A deeper dive on the findings of Kaplan et al. (2020), and how Chinchilla built on those findings can be found in Appendix A.

Chinchilla’s general approach then, is to compute \((N_{\text{opt}}, D_{\text{opt}})\) for a few small values of \(C\), and use them to extrapolate \((N_{\text{opt}}, D_{\text{opt}})\) for the \(C\) equivalent to the full training run.

Chinchilla Scaling

The full Chinchilla paper uses three different methods (fixed model size, fixed FLOPs and parametric fitting) to estimate the scaling behavior between model size and data, with similar results across all three. We focus on approach 2, where they use a set of 9 different FLOPs counts (from \(6 \times 10^{18}\) to \(3 \times 10^{21}\)). The method is as follows:

Calculating an IsoFLOP curve

First, for a given \(C\), train multiple models, varying \(N\) and \(D\) such that the FLOPs count remains \(C\).
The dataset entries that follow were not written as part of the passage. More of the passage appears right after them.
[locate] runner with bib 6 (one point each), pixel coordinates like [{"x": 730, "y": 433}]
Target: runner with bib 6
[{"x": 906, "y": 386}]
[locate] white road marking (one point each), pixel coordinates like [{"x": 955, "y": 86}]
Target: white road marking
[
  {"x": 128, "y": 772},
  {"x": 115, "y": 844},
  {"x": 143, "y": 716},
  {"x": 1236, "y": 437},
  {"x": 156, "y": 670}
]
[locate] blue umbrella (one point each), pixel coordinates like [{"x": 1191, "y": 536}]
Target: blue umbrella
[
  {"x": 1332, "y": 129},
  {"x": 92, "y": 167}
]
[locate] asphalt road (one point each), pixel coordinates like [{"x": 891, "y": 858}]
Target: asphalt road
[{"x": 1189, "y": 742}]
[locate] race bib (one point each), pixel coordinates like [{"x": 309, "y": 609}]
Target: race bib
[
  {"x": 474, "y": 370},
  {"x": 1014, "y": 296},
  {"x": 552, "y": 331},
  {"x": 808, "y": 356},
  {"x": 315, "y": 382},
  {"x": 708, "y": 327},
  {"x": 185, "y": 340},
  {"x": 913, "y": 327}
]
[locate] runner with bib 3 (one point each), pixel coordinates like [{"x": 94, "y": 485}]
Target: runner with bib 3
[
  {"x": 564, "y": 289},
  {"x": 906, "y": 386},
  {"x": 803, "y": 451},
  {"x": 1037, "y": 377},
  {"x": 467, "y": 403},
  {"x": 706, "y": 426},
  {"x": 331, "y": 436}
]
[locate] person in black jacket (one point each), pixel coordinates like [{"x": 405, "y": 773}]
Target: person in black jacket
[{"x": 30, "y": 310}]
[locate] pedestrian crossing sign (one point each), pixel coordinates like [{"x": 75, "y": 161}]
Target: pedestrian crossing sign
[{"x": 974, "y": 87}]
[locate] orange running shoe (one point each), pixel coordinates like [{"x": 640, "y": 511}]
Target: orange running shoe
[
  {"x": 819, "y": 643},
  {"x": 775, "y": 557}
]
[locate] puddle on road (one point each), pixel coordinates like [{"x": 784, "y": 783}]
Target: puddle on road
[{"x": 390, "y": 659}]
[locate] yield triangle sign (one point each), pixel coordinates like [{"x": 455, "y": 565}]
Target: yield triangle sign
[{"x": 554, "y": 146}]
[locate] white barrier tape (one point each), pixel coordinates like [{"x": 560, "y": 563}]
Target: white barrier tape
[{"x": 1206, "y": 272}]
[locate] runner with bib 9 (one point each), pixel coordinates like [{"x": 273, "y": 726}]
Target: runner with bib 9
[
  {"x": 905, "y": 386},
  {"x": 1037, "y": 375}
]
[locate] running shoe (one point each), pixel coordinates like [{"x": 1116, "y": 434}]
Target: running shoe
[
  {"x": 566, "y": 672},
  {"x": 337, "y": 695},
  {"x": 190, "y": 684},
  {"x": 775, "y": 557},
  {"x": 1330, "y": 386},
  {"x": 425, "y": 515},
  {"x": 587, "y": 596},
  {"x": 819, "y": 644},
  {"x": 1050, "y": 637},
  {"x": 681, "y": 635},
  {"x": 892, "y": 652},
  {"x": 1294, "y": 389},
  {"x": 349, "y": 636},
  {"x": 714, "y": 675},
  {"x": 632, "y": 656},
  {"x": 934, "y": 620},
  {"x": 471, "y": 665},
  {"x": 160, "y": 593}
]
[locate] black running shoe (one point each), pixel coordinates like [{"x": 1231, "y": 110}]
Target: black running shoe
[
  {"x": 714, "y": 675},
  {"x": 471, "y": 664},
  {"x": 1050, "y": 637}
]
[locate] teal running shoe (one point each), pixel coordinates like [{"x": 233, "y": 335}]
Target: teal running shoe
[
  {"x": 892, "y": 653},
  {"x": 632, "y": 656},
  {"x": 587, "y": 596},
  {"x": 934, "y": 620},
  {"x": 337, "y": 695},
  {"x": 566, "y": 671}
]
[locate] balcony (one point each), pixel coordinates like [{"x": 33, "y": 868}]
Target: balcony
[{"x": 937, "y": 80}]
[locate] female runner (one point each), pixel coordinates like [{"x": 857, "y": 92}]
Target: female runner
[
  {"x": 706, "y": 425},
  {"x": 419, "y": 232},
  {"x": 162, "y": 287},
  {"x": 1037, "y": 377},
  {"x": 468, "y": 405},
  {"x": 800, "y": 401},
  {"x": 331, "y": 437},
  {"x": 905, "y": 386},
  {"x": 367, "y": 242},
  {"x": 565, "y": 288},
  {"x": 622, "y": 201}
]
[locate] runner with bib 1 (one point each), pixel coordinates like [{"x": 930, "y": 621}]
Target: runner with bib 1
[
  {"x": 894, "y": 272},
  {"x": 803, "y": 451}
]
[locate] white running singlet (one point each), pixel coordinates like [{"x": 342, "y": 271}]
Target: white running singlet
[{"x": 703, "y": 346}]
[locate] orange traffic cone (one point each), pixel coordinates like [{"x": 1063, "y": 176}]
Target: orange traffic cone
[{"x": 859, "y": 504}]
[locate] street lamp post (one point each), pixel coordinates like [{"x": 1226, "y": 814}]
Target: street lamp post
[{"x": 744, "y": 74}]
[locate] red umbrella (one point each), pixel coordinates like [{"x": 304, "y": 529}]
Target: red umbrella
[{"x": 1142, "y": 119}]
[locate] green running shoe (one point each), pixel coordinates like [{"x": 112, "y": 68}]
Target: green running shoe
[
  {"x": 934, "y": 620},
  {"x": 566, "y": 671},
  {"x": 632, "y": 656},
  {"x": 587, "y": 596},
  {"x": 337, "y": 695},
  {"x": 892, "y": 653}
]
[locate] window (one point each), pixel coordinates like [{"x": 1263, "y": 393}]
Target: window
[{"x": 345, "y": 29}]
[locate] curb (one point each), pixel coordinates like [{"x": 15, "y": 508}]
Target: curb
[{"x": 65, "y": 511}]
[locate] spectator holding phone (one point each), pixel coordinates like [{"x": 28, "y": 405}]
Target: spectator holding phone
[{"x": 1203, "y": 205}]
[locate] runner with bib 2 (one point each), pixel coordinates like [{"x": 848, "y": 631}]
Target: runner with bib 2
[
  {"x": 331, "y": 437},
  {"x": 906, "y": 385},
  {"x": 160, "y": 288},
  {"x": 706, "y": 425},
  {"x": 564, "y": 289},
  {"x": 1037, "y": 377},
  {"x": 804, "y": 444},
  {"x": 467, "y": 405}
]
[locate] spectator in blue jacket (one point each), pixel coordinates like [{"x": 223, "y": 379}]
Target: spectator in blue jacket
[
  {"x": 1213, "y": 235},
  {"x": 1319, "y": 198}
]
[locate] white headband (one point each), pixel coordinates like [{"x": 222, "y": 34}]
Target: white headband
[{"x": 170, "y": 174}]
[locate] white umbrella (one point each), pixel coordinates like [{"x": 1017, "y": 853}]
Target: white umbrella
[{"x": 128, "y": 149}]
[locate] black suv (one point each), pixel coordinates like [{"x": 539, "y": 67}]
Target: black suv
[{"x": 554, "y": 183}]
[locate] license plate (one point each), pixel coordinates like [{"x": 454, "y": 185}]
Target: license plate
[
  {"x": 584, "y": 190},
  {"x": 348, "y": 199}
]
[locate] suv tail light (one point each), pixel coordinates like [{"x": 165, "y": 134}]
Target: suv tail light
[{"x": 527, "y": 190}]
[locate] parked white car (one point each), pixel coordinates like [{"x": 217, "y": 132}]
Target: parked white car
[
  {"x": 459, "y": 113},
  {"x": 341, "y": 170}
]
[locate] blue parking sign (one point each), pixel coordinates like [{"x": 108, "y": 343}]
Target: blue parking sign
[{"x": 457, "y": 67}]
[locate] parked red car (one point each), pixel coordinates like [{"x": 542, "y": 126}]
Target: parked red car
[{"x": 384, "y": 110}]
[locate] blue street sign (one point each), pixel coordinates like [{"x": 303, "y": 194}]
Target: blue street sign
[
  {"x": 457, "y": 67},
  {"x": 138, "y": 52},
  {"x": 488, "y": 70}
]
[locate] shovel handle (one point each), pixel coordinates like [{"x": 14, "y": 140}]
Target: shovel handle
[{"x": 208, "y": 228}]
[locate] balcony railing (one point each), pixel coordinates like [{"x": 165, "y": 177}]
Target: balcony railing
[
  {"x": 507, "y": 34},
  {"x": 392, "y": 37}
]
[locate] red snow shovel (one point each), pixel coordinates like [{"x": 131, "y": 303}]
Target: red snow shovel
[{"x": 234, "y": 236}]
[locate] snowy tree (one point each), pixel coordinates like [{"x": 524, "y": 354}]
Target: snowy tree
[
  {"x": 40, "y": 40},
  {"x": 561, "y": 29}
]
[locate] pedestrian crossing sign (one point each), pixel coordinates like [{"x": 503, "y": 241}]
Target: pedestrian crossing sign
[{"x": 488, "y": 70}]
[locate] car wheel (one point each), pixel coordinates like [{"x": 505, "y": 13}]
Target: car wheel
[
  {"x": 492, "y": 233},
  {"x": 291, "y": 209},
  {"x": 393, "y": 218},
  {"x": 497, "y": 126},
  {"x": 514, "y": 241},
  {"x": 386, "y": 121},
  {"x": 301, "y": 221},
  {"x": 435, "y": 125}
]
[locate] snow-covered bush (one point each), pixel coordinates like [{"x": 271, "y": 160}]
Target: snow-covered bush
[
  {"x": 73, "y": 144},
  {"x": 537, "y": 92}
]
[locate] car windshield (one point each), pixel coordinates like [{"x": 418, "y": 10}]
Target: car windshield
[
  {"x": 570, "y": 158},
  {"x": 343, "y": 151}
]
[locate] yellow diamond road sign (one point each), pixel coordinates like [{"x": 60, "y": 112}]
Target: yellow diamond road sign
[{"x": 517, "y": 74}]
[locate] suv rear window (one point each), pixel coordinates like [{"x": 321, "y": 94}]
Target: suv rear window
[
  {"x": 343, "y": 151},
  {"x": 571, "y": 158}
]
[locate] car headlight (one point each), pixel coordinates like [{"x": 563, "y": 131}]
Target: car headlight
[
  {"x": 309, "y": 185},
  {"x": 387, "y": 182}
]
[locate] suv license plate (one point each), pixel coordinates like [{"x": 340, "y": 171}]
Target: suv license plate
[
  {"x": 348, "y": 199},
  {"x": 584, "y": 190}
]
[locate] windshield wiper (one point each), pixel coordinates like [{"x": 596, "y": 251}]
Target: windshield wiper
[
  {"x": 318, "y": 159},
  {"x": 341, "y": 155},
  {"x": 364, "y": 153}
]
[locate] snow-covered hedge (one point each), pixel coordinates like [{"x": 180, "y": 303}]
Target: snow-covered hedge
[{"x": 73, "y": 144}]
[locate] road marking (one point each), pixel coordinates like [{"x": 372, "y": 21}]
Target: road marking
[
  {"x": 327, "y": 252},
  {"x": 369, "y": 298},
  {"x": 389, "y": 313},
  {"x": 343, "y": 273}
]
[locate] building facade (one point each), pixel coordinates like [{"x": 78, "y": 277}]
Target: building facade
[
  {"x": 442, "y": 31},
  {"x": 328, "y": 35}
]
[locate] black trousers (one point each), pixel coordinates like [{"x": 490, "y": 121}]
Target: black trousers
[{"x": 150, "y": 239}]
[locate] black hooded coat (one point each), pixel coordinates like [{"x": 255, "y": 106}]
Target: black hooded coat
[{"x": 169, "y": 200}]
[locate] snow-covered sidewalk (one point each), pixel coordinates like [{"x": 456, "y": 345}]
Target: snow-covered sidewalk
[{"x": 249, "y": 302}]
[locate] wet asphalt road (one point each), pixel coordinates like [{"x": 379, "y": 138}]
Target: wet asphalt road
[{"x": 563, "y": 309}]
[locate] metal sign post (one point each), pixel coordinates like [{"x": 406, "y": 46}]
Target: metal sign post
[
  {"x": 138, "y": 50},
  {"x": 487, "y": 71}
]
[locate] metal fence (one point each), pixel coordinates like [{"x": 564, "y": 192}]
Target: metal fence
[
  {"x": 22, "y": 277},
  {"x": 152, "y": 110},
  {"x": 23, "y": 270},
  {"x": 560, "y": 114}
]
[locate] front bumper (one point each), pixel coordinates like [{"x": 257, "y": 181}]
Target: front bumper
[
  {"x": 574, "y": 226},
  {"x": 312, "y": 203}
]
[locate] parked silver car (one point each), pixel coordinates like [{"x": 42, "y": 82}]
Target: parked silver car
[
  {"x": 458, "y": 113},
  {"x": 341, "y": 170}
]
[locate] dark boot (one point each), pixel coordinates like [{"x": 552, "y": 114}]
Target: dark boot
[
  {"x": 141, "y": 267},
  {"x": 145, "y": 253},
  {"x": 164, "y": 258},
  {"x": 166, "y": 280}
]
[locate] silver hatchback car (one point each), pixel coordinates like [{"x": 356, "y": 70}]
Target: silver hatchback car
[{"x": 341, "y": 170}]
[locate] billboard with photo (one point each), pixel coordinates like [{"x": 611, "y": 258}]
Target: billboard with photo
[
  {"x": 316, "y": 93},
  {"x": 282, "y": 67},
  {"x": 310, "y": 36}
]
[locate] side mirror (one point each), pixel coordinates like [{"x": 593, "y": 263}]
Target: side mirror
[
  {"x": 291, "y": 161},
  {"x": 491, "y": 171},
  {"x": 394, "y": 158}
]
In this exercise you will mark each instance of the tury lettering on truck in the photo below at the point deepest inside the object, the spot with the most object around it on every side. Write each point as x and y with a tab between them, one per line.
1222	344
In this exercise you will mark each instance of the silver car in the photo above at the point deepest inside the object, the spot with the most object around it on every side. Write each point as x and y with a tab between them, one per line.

Compute the validation loss \(L\) of each model, producing a plot like this:

Note that the Chinchilla paper uses a more detailed approach to calculating \(C\) than Kaplan et al. (2020)’s \(C\approx 6ND\) approximation, explained in Appendix F. The \(C\approx 6ND\) approximation is within 10% across two orders of magnitude (Table A4), so it’s still a good mental model!

Then, fit a parabola to the points \((\log N, L)\). This allows us to predict the loss of each model of size \(N\) trained under the fixed amount of compute \(C\). The authors call this an IsoFLOP curve7, and it allows us to find \(N_{\text{opt}}\), the model size with the lowest loss for that \(C\).

This process is then repeated for each of the 9 values of \(C\), resulting in the full IsoFLOP curves plot:

Figure 3 (left) from Hoffmann et al. (2022)

Model Scaling

Each of these 9 curves above have one value of \(N_{\text{opt}}\). The authors then fit a power law \(N_{\text{opt}} = AC^a\) to the points \((C, N_{\text{opt}})\). This is where the scaling law appears: when \(a=0.49 \approx 0.5\), they obtain a very tight fit to the empirically calculated \(N_{\text{opt}}\) values. This allows them to extrapolate the best model size (66B) for Chinchilla’s full run of \(5.76 \times 10^{23}\) FLOPs, two orders of magnitude larger than the largest IsoFLOP curve of \(3\times10^{21}\) FLOPs.

Figure 3 (center) from Hoffmann et al. (2022)

Extrapolating two orders of magnitude in FLOPs is quite the jump, but there’s an exact reason \(C=5.76 \times 10^{23}\) is chosen for the full training run - the same amount of compute was used to train the preceding Gopher 280B (Rae et al. (2022)) model. According to the scaling laws calculated here, a compute optimal model for Gopher’s compute budget should be 4x smaller, trained on 4x more tokens.

This prediction is tested empirically, and it holds, validating the scaling laws: Chinchilla 70B outperforms Gopher 280B on a suite of benchmarks, as detailed in Section 4.2 in the paper.

Data Scaling

With scaling, the discussion usually centers on how to scale the model size w.r.t. increasing compute. This is because \(N\) and \(D\) are not independent: for a fixed \(C\), if you know \(N_{\text{opt}}\) you also know \(D_{\text{opt}}\)8. Fitting a similar power law, \(D_{\text{opt}} = BC^b\), the authors obtain \(b=0.51 \approx 0.5\)9, which one should see as an alternate view of the same finding above!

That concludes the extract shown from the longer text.